On Sat, Aug 18, 2012 at 8:24 PM, wren ng thornton <wren at freegeek.org> wrote:

> On 8/17/12 12:54 AM, Alexander Solla wrote:
>> On Thu, Aug 16, 2012 at 8:07 PM, wren ng thornton <wren at freegeek.org>
>> wrote:
>>> Though bear in mind we're discussing second-order quantification here,
>>> not
>>> first-order.
>> Can you expand on what you mean here?  I don't see two kinds of
>> quantification in the type language (at least, reflexively, in the context
>> of what we're discussing).  In particular, I don't see how to quantify
>> over
>> predicates for (or sets of, via the extensions of the predicates) types.
>> Is Haskell's 'forall' doing double duty?
> Nope, it's the "forall" of mathematics doing double duty :)
> Whenever doing quantification, there's always some domain being quantified
> over, though all too often that domain is left implicit; whence lots of
> confusion over the years. And, of course, there's the scope of the
> quantification, and the entire expression. For example, consider the
> expression:
>     forall a. P(a)
> The three important collections to bear in mind are:
> (1) the collection of things a ranges over
> (2) the collection of things P(a) belongs to
> (3) the collection of things forall a. P(a) belongs to
> So if we think of P as a function from (1) to (2), and name the space of
> such functions (1->2), then we can think of the quantifier as a function
> from (1->2) to (3).
> When you talk to logicians about quantifiers, the first thing they think
> of is so-called "first-order" quantification. That is, given the above
> expression, they think that the thing being quantified over is a collection
> of "individuals" who live outside of logic itself[1]. For example, we could
> be quantifying over the natural numbers, or over the kinds of animals in
> the world, or any other extra-logical group of entities.
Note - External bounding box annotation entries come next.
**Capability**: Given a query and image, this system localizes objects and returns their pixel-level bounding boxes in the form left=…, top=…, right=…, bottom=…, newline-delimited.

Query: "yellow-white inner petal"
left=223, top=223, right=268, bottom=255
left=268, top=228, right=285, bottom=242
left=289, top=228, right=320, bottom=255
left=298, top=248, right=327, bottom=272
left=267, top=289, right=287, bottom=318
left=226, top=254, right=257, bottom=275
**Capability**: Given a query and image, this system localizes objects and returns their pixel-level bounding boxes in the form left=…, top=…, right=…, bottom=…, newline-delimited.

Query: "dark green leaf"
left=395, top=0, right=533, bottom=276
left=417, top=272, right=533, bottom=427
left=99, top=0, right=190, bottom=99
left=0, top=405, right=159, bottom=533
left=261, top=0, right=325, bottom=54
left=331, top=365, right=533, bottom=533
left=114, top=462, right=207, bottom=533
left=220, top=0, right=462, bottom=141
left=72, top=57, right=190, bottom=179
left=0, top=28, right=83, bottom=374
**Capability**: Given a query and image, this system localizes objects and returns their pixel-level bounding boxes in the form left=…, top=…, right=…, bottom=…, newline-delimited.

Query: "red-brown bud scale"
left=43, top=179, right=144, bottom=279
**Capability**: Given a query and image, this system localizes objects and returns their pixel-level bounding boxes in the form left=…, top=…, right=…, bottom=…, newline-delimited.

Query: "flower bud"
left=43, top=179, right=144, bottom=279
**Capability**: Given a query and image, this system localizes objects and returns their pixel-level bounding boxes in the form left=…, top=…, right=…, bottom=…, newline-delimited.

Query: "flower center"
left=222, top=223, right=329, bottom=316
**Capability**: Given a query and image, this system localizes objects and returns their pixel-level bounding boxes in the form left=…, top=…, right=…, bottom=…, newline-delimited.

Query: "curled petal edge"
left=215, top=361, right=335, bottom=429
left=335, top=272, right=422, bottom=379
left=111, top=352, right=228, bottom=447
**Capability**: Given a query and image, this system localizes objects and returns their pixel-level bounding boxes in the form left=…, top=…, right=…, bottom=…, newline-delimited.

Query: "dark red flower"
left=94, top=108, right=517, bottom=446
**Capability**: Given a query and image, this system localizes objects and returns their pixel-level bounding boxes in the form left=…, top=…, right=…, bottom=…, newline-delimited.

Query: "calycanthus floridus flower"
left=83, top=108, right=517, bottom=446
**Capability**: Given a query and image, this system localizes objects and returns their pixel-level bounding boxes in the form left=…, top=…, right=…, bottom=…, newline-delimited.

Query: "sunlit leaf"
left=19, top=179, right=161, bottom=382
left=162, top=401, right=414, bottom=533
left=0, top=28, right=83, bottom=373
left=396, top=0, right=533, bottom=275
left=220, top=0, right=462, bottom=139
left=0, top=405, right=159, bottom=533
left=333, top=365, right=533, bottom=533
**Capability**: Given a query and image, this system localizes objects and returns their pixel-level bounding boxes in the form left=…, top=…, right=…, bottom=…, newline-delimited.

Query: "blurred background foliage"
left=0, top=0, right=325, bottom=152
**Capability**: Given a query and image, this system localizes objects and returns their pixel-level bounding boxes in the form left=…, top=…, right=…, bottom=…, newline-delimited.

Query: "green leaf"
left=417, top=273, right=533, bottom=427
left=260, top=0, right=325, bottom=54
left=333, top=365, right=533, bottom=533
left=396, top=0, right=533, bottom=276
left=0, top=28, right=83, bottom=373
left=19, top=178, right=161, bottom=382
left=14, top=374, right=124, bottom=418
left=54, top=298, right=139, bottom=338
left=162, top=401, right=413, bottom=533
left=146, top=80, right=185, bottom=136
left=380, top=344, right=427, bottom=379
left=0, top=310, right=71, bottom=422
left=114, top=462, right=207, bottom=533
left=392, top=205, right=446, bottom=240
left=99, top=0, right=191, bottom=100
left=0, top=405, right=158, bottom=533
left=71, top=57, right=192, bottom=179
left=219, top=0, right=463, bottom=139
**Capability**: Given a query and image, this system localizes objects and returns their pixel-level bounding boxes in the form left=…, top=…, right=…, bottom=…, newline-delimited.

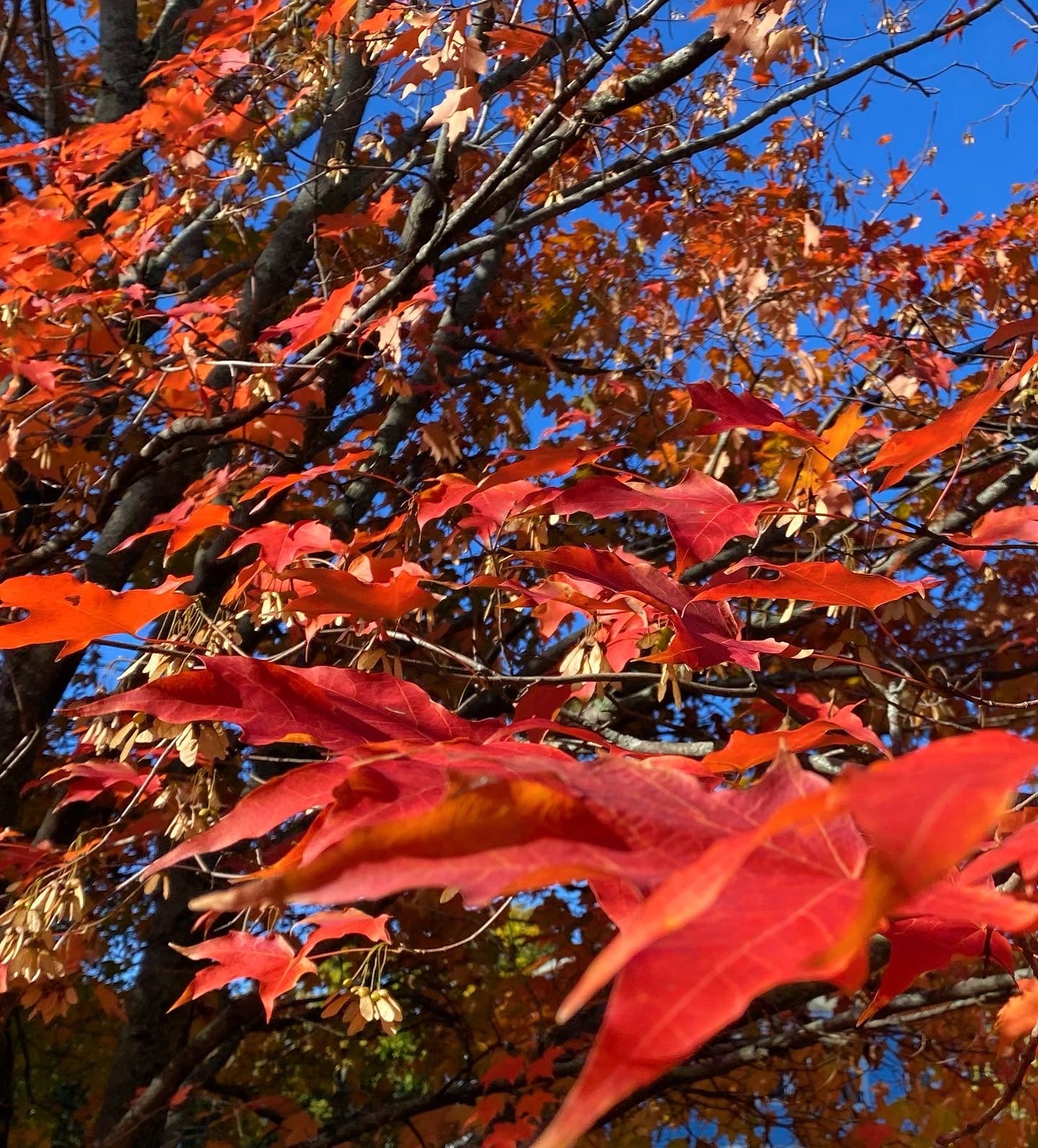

> In Haskell, when we see the above expression we think that the thing being
> quantified over is some collection of types[2]. But, that means when we
> think of P as a function it's taking types and returning types! So the
> thing you're quantifying over and the thing you're constructing are from
> the same domain[3]! This gets logicians flustered and so they call it
> "second-order" (or more generally, "higher-order") quantification. If you
> assert the primacy of first-order logic, it makes sense right? In the
> first-order case we're quantifying over individuals; in the second-order
> case we're quantifying over collections of individuals; so third-order
> would be quantifying over collections of collections of individuals; and on
> up to higher orders.
> Personally, I find the names "first-order" and "second-order" rather
> dubious--- though the distinction is a critical one to make. Part of the
> reason for its dubiousness can be seen when you look at PTSes which make
> explicit that (1), (2), and (3) above can each be the same or different in
> all combinations. First-order quantification is the sort of thing you get
> from Pi/Sigma types in dependently typed languages like LF; second-order
> quantification is the sort of thing you get from the forall/exists
> quantifiers in polymorphic languages like System F. But the Barendregt cube
> makes it clear that these are *orthogonal* features. Neither one of them
> comes "first" or "second"; they just do very different things. Logicians
> thought first of first-order quantification, so they consider that
> primitive and worry about the complications of dealing with
> second-/higher-order quantification. Until recently type theory was focused
> on polymorphism of various sorts, so that's considered primitive or at
> least easier, whereas dependent types are exotic and worrisome/hard.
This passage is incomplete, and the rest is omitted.